Spine injuries can be deceptive. Even to the most highly trained medical professional, it may not appear that the athlete is seriously injured. The athlete may even be able to get up and even walk off the field. As with all sports injuries, the decisions made in the minutes immediately after the injury can determine the outcome.
In this instance, an athlete was tackled, experienced an inability to move for a few seconds, and then "was able to move his legs and roll over onto his back." This athlete was attended to by a volunteer physician who was covering the game.
The physician "attended to the athlete immediately on the field and evaluated him for approximately 15 minutes." "The physician did not believe that the plaintiff had suffered a spinal cord injury, and with the assistance of the athletic trainer, he removed his helmet.

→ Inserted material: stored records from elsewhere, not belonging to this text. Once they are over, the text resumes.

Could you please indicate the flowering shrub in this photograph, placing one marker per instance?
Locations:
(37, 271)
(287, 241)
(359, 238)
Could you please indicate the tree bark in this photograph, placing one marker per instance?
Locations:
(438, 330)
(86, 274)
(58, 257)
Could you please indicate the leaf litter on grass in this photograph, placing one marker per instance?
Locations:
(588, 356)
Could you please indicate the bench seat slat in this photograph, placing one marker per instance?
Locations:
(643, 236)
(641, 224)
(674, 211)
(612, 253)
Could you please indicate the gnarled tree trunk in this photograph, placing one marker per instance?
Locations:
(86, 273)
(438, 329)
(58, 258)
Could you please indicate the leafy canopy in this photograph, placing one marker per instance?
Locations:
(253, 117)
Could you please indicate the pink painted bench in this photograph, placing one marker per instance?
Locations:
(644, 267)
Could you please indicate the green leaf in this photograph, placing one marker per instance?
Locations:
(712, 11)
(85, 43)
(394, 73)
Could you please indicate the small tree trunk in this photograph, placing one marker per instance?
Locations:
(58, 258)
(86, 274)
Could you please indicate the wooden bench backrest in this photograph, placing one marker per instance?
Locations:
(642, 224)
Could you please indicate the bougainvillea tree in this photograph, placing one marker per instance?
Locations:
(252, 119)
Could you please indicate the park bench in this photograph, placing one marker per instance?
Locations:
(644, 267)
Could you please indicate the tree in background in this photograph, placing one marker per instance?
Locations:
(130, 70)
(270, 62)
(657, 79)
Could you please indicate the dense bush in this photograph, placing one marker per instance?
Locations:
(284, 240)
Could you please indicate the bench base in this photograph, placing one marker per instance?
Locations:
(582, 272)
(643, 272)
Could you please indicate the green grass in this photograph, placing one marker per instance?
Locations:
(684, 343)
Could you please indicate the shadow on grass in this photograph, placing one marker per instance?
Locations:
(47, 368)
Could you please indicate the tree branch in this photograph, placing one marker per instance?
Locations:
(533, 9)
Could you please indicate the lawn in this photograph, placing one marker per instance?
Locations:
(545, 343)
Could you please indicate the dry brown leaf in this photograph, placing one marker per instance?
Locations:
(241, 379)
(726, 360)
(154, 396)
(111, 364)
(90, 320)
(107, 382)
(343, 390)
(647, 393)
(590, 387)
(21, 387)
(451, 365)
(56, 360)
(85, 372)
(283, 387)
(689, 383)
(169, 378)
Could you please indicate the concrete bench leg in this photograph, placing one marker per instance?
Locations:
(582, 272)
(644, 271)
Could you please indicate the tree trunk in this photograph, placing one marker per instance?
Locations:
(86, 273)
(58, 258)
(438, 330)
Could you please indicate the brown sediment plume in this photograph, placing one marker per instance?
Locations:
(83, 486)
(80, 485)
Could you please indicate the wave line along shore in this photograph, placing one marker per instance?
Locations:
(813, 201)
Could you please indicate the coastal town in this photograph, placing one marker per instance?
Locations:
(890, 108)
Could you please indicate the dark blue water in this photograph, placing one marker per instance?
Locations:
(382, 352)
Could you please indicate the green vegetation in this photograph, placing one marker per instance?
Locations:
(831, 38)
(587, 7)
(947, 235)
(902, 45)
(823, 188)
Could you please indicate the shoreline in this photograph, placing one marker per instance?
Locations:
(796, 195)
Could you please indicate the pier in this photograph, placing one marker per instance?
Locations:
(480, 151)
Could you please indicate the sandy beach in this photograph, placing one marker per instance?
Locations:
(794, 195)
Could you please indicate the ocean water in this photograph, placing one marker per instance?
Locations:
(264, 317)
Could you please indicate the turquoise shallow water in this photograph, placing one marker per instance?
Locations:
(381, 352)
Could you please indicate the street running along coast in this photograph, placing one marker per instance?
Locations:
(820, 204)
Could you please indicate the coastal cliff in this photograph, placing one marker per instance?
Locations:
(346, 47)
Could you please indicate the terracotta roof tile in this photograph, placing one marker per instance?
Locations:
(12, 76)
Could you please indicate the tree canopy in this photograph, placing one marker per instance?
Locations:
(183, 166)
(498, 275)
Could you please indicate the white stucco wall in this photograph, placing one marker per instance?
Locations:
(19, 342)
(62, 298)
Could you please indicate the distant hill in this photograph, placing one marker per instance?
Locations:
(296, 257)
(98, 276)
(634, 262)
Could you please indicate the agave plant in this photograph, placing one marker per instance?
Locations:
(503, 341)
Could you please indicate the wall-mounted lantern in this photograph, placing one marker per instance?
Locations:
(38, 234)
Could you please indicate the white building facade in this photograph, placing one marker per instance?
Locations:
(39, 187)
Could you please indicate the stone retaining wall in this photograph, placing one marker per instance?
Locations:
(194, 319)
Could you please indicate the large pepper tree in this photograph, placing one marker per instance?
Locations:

The athlete was placed in a seated position and then escorted off the field." On the sideline, the athlete began to complain of nausea and "the physician decided to send him to the emergency room."
Regular X-rays and a CT scan were performed, both of which were read as "unremarkable."
Three days later, the plaintiff went to the physician’s office but was seen by another provider. By then, the plaintiff could not elevate his arm or flex his elbow. He had also lost significant strength in his arm and had diffused tenderness to touch throughout his elbow, forearm, wrist, and hand. The athlete was referred for magnetic resonance imaging, which revealed an epidural hematoma on the right side of the spinal cord at the C1-C4 levels and a nonhemorrhagic cord contusion behind the C5 level. The team physician admitted in retrospect that he “would have put [the plaintiff] in a backboard on the field.”
What is the lesson here? The decision making in the first few minutes is critical. Coaches must be educated on what to do.
Spine Injury On-the-Field Care
Do NOT move injured athlete!
Stabilize in the position found, unless athlete is unresponsive.
Maintain stabilized position and wait for EMS.
"An emergency plan should be in place to ensure smooth initial management of an athlete with suspected cervical spine injury. This plan must be established, approved, revised and rehearsed on a regular basis. It must be practical and flexible to adapt to any emergency situation. There must be written documents that are distributed to key personnel."
"Current practice suggests that the immobilization of a prone athlete and movement from prone to supine should be done with a minimum of four persons. To immobilize a prone athlete, the rescuer at the head should maintain the head/neck complex in the position in which it was found . If a prone athlete is not breathing, a log roll should be performed immediately. Unless the immobilization device is readily available, the athlete must be log rolled into a supine position on the playing surface and then moved a second time onto the long back board (the chances of secondary injury increase with each movement). If the athlete is conscious and stable, the log roll should be delayed until the backboard is available . It is common practice to load the stretcher in the ambulance with the athlete’s head at the rear to avoid axial loading during ambulance braking."